LinuxQuestions.org

LinuxQuestions.org (/questions/)
-   Linux - Newbie (https://www.linuxquestions.org/questions/linux-newbie-8/)
-   -   deleting extra text within a line... (tearing out remaining hair..!) (https://www.linuxquestions.org/questions/linux-newbie-8/deleting-extra-text-within-a-line-tearing-out-remaining-hair-4175539367/)

pulsar1279 04-10-2015 07:07 PM

deleting extra text within a line... (tearing out remaining hair..!)
 
Hi all,
Im trying to tidy up a web scrape txt file so it just shows the URL's..
As below, I've got most with just the url but struggling to work out how to delete extra txt within a line, without deleting the whole line.
i.e a command that says.. delete from this word.. till end of line .. or delete everything between word1 and word2

//newzealandtrails.com/sites/all/themes/nztrails/css/print.css?nmkrag");
//newzealandtrails.com/sites/all/themes/nztrails/css/tabs.css?nmkrag");
//newzealandtrails.com/sites/default/files/ctools
//newzealandtrails.com/sites/default/files/New20Zealand%20Trails.png" //newzealandtrails.com/sites/default/files/nztrails-logo_0_0.png" alt="New Zealand Trails" /></a></div>
//newzealandtrails.com/welcome-new-zealand-trails" st_title="" class="st_sharethis_button" displayText="sharethis"></span>
//player.vimeo.com/video/71298207" webkitallowfullscreen="" width="500px"></iframe></div>
//w.sharethis.com/button/buttons.js"></script>

Thanks in advance

syg00 04-10-2015 07:59 PM

That would be (normally) sed - but it gets interesting constructing the regex if the text varies.
If you (always) want to lose all the text after the blank, use cut (or awk if there is more processing to be done).

Maybe better to start again - have a look at what "lynx -dump ..." produces; it yanks all the urls for you in a group. Minimal editting to get the lot.

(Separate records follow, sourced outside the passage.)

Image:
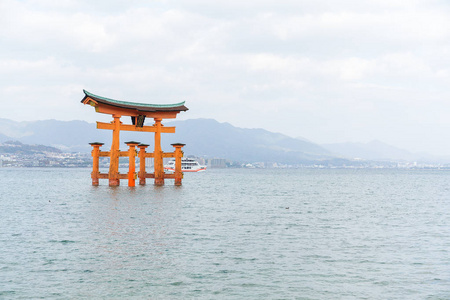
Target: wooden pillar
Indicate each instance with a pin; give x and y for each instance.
(114, 156)
(178, 156)
(95, 162)
(132, 163)
(141, 174)
(158, 159)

allend 04-10-2015 08:03 PM

Welcome to LQ!

This is an example where the 'sed' command can be used.
Inspecting your file suggests that you want to delete from the double quote character to the end of the line, which can be written as the regular expression ".*
Using this in combination with the substitute option to sed gives
Code:

sed 's/".*//g' <scrape.txt>
It is important to use the single quotes around the sed command options to protect them from being interpreted by the shell.
Redirect the output to a file by adding '> <output.txt>' to the above command.


All times are GMT -5. The time now is 06:22 AM.